Last week, the U.S. Senate passed the Employment Non-Discrimination Act (ENDA) with strong bipartisan support. If ENDA becomes law, employers across the nation will be barred from discriminating against gay, lesbian, bisexual, and transgender workers because of their sexual orientation or gender identity. This is a major step forward for LGBT rights and shows just how far our country has come.

But we can’t stop there. While the Senate has taken a step to end LGBT discrimination in the workplace, there is no federal law that explicitly prohibits the same kind of discrimination in public schools. School districts across the country have been keeping LGBT students out of athletics programs. Censoring Gay-Straight Alliance groups. Cancelling prom rather than letting a student bring her girlfriend to the dance.

The situation is especially urgent due to the shocking levels of harassment and bullying LGBT students face every day. The 2011 National School Climate Survey [PDF] found that nearly eight in ten LGBT students have been victims of bullying at school. In elementary school, LGBT students are four times more likely [PDF] than their classmates to say they want to stay home from school because they fear for their safety.

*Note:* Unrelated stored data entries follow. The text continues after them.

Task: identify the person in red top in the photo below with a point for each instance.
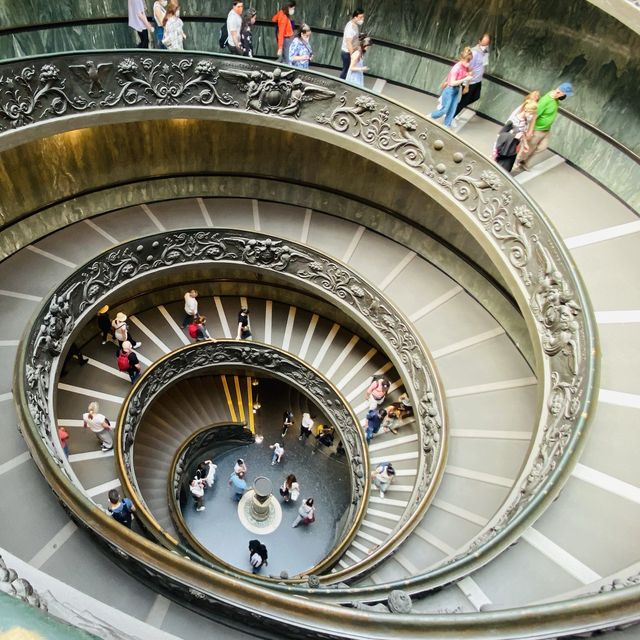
(457, 76)
(284, 29)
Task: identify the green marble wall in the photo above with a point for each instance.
(537, 44)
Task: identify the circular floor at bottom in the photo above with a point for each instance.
(322, 475)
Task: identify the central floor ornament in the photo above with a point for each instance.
(258, 510)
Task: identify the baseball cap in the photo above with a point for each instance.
(566, 88)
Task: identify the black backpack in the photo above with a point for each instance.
(224, 36)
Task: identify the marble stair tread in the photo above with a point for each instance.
(469, 367)
(13, 312)
(388, 256)
(458, 319)
(178, 214)
(601, 264)
(578, 207)
(620, 363)
(281, 220)
(92, 473)
(331, 235)
(613, 443)
(230, 213)
(492, 456)
(31, 273)
(77, 243)
(126, 224)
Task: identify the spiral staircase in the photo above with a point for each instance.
(553, 572)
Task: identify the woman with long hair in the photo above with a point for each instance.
(452, 85)
(300, 51)
(173, 28)
(357, 68)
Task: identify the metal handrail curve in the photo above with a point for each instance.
(380, 42)
(217, 357)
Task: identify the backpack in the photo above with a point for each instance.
(123, 361)
(224, 36)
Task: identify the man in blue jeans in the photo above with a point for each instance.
(350, 37)
(374, 420)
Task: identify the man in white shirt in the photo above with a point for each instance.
(190, 307)
(139, 23)
(99, 425)
(234, 28)
(349, 39)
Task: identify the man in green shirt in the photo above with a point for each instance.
(538, 140)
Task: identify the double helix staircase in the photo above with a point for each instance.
(492, 398)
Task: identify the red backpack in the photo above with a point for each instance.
(123, 361)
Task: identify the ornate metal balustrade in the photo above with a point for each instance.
(264, 360)
(514, 233)
(82, 293)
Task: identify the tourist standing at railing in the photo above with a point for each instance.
(63, 436)
(121, 331)
(159, 10)
(121, 510)
(174, 35)
(306, 513)
(104, 323)
(139, 23)
(306, 426)
(287, 421)
(547, 113)
(196, 488)
(458, 74)
(477, 66)
(244, 327)
(128, 361)
(285, 27)
(383, 477)
(239, 485)
(357, 68)
(300, 51)
(258, 555)
(190, 307)
(246, 35)
(234, 28)
(99, 424)
(278, 452)
(290, 489)
(350, 39)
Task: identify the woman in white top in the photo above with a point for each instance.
(306, 513)
(99, 425)
(159, 11)
(173, 29)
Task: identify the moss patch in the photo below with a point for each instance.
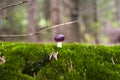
(24, 61)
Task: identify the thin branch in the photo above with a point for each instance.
(12, 5)
(35, 33)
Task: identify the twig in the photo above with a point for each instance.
(12, 5)
(35, 33)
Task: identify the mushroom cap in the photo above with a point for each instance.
(59, 38)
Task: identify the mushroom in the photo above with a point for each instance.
(59, 38)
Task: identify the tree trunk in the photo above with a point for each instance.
(56, 16)
(71, 14)
(31, 20)
(95, 19)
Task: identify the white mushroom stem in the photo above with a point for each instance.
(59, 44)
(2, 59)
(112, 60)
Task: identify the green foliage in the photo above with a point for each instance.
(75, 62)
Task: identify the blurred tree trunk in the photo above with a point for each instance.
(72, 14)
(117, 10)
(56, 16)
(31, 20)
(88, 11)
(95, 22)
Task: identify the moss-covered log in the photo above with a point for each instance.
(26, 61)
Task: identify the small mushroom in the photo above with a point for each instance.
(59, 38)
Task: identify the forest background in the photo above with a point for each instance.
(94, 21)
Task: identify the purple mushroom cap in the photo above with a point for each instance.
(59, 38)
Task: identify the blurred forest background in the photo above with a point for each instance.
(99, 20)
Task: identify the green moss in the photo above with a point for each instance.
(75, 62)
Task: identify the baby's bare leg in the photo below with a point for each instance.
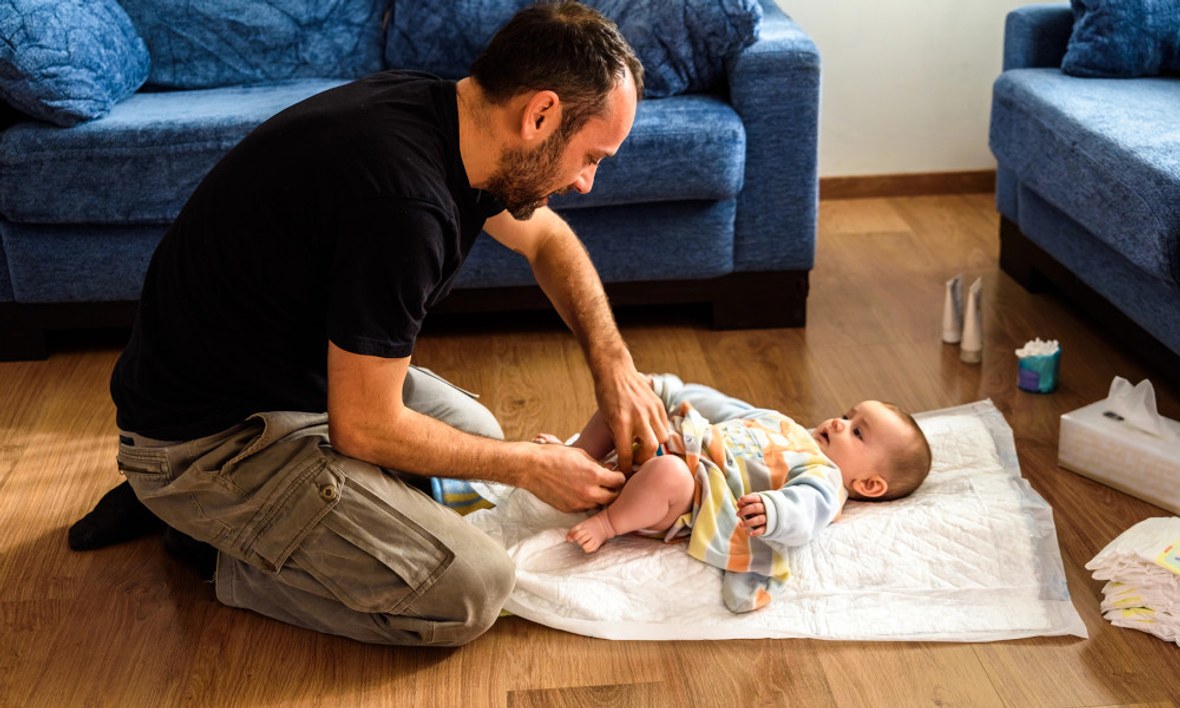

And according to the Centers for Disease Control, LGBT students are more than twice as likely as their peers to attempt suicide.

Our nation’s civil rights laws protect students from discrimination and harassment based on their sex, race, and disability status, but there is no federal law that explicitly prohibits discrimination against LGBT students. Fewer than twenty states have laws that address LGBT discrimination and/or harassment in schools. Only six states prohibit bullying on the basis of a student’s association with other LGBT people.

That is why the Student Non-Discrimination Act (SNDA) is so important. SNDA would prohibit elementary and secondary public schools from discriminating against students based on their actual or perceived sexual orientation or gender identity. It would also prohibit discrimination against students based on their association with LGBT people, including parents, friends, and classmates. If SNDA becomes law, LGBT students will get the education they deserve free from threats of violence and harassment.

The Senate took an important step toward ending discrimination in the workplace by voting to support ENDA. But we can’t allow discrimination to continue in our schools. No student should be afraid to go to school because of who he or she is. Students facing discrimination every day don’t have time to wait.